Travous agrees that indicators showed that humidity had dropped slightly and temperature have risen slightly in the caves. But what isn't clear to him is whether the changes were the result of visitors, cave construction or natural conditions -- like the drought.


            "Something, obviously, was going on, but what it was wasn't obvious," Travous says. "From our perspective, they were being Chicken Littles -- the sky was falling. They wanted something dramatic done and we didn't see that it was warranted -- we thought anything we did could add problems down the road."


            Buecher says visitors aren’t the problem; he believes construction opened connections between sections of the cave, altering the airflow. He’s been in the cave hundreds of times and says he knows specific places he would look for problems, but the Arizona State Parks Department hasn’t sought his help.


Instead, Travous brought in two other experts. In early 2000, he asked Ron Kerbo, the National Park Service's cave management coordinator and a leading authority, to examine Kartchner. Later that year, he brought in Arrigo Cigna, a leading cave expert from Italy.  Both men expressed concern about possible drying. They suggested that the monitoring system be improved and questioned the use of misters.


             Kerbo, who expressed concern over the analysis of airflow in the cave and suggested decreasing the intensity of some lights, recommended the state hire a full-time cave manager. That's just what Travous did, hiring Rick Toomey, a Brown University graduate with a doctorate in geological sciences and extensive research in cave paleontology, in April 2001.

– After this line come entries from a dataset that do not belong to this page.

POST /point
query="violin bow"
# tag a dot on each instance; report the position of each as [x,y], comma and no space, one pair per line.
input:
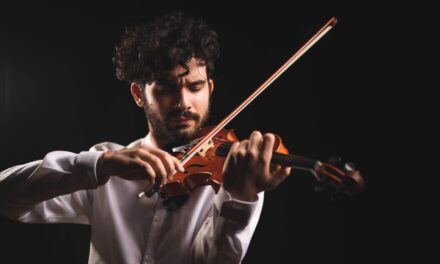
[201,144]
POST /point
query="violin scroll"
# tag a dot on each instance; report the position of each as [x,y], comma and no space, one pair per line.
[346,179]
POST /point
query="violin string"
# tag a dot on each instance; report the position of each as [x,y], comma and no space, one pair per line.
[279,156]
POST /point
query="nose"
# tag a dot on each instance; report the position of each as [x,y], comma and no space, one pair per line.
[184,99]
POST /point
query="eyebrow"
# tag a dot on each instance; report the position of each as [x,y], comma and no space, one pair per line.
[171,83]
[194,83]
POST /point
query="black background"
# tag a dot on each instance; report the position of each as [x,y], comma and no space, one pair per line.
[363,92]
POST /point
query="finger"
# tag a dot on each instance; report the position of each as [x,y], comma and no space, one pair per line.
[242,150]
[168,162]
[255,142]
[232,153]
[178,165]
[147,169]
[267,148]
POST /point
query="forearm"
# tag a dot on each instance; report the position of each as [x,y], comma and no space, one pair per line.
[60,172]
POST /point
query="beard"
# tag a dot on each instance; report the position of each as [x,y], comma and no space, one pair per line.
[168,136]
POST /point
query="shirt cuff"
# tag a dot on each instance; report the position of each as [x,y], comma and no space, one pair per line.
[86,161]
[237,210]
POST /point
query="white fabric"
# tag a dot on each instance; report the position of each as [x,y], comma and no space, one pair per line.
[63,188]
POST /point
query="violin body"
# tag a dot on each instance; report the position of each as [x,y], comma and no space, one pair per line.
[206,167]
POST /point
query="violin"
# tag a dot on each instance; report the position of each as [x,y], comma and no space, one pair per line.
[203,158]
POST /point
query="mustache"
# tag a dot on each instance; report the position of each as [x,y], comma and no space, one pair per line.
[182,113]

            Toomey and Travous have made changes to the lighting and are working on upgrading the monitoring systems. But they say they need to move slowly -- "peel away the onion one layer at a time," as Travous says -- because there are so many variables involved.


            Take the lower humidity in some areas of the cave. "We need to understand is that a natural occurrence or is it human induced?" Toomey says. He would prefer not to use the misters, but doesn't want to turn them off until he understands better whether the cave is drying out and what effect they have on humidity and air flow.


            Toomey, Travous and Kerbo say changes in the cave were expected with development. "The important question," Toomey says, "is what are the limits of acceptable change? Throughout the world in caving and cave management we've learned it's not an easy question to answer."


            "We're in good shape, he adds. "We'd like to be in better shape."


            Tufts and Tenen warn that the problems haven't gone away, though they praise Toomey's hiring. "I have great confidence in his ability to sort this out and figure out what's causing this problem," Tufts says.


            Both men, along with Buecher, still back the decision to develop the cave, even though they are critical of Travous. Running such a sensitive cave as a park means eternal vigilance, Tufts says.


            So does he think the cave will remain alive, continuing to evolve, creating the stunning formations that make it an attraction?


             "Ask me that question in about 300 years," he answers.